Stack: Claude Code (desktop or VS Code) + video-use repo + hyperframes repo, both pulled in as skills.
Transcription options: ElevenLabs API (his pick), OpenAI Whisper API, or local Whisper. Keys go in .env, not chat.
Pipeline order: trim → word-level transcript → animate (anchored to words) → render.
Always switch to plan mode before asking for motion graphics. Approve or revise the plan before code is written.
Hyperframes timeline editor lets you drag/shorten/delete animation blocks visually; edits sync back to code.
Tell Claude to screenshot-verify its own renders to catch visual bugs.
Hyperframes vs Remotion: both work; he prefers Hyperframes for the “liquid glass” aesthetic, Remotion is fine for cleaner/simpler.
Cost reference point: one short video ≈ 238k tokens.
Compounding move: save approved edits as reference projects; future similar videos converge toward one-shot.

Claude’s Take

The headline word is “unrecognizable” and it isn’t. What he’s actually showing is a well-orchestrated three-tool pipeline that needs a plan-mode pass, two iteration rounds, and a couple thousand words of voice-dictated direction to produce a polished 30-second clip. That’s genuinely useful — it’s also not “drop file, get edit.” Calibrate the title down by one notch.
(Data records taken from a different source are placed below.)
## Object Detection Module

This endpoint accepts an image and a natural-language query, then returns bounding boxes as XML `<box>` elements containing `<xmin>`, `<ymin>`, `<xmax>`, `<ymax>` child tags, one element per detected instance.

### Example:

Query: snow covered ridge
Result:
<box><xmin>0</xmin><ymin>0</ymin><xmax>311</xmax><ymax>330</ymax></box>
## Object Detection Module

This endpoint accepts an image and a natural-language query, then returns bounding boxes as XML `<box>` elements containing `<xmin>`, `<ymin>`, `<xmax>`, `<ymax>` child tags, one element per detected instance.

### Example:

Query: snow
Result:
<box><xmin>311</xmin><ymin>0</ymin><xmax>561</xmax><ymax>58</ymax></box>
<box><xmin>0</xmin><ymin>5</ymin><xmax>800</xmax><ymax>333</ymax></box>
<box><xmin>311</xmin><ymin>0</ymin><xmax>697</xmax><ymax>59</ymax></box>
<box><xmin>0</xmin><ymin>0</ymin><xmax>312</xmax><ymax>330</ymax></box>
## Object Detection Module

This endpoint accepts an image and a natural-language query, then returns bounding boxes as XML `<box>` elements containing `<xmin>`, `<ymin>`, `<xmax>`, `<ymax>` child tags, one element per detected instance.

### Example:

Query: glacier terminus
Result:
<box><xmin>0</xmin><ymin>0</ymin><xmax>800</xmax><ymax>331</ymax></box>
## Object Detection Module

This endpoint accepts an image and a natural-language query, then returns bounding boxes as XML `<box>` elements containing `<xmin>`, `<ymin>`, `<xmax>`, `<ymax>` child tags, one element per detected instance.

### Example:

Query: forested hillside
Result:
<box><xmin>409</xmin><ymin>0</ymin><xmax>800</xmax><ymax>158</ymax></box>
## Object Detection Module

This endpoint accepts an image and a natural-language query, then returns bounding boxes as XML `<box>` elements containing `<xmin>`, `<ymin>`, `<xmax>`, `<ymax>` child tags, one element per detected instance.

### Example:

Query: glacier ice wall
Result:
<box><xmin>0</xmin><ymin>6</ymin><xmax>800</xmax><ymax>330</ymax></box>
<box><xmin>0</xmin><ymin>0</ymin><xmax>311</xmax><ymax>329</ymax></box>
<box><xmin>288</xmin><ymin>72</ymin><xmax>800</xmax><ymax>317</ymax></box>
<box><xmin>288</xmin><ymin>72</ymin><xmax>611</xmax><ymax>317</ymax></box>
The substance underneath the hype is real, though. The architectural insight worth keeping: trimming and transcription have to happen before animation because animations anchor on words, and word timestamps only exist after the cut. That ordering constraint is the actual product. Hyperframes is a nice-looking HTML composition layer; Claude is doing the gluing; ElevenLabs is doing the listening. None of these pieces are new — what’s new is that Claude Code now feels comfortable orchestrating them end-to-end with skills loaded from GitHub repos.
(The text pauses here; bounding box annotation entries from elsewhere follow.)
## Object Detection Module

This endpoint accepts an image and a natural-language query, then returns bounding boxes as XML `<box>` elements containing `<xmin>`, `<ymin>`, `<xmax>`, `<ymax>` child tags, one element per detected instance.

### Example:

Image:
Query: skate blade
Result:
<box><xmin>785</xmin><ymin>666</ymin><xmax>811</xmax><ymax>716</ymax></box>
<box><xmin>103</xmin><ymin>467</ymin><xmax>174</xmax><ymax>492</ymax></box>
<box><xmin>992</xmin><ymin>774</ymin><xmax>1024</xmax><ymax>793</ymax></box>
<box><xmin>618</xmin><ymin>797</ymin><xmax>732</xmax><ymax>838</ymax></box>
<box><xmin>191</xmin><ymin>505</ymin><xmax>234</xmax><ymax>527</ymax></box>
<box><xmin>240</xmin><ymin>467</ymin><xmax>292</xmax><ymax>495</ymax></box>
The “build a folder of approved styles as training data” point is the most useful framing in the video. It mirrors how prompt libraries work for any kind of generative workflow — the first one is expensive, the tenth one is free, and the moat is your accumulated reference set.

Two honest caveats Nate gets to but doesn’t dwell on: 238k tokens for one short clip is steep, and the first render had real visual bugs (face occluded, mystery grid overlay, wrong crop). This is not a turnkey tool. It’s a tool that respects you if you respect it.

For someone who already lives in Claude Code and edits short-form video occasionally, the setup is worth a weekend. For anyone hoping to skip learning to direct, it isn’t.

Score: 6/10 — useful tutorial, real pipeline, oversold title.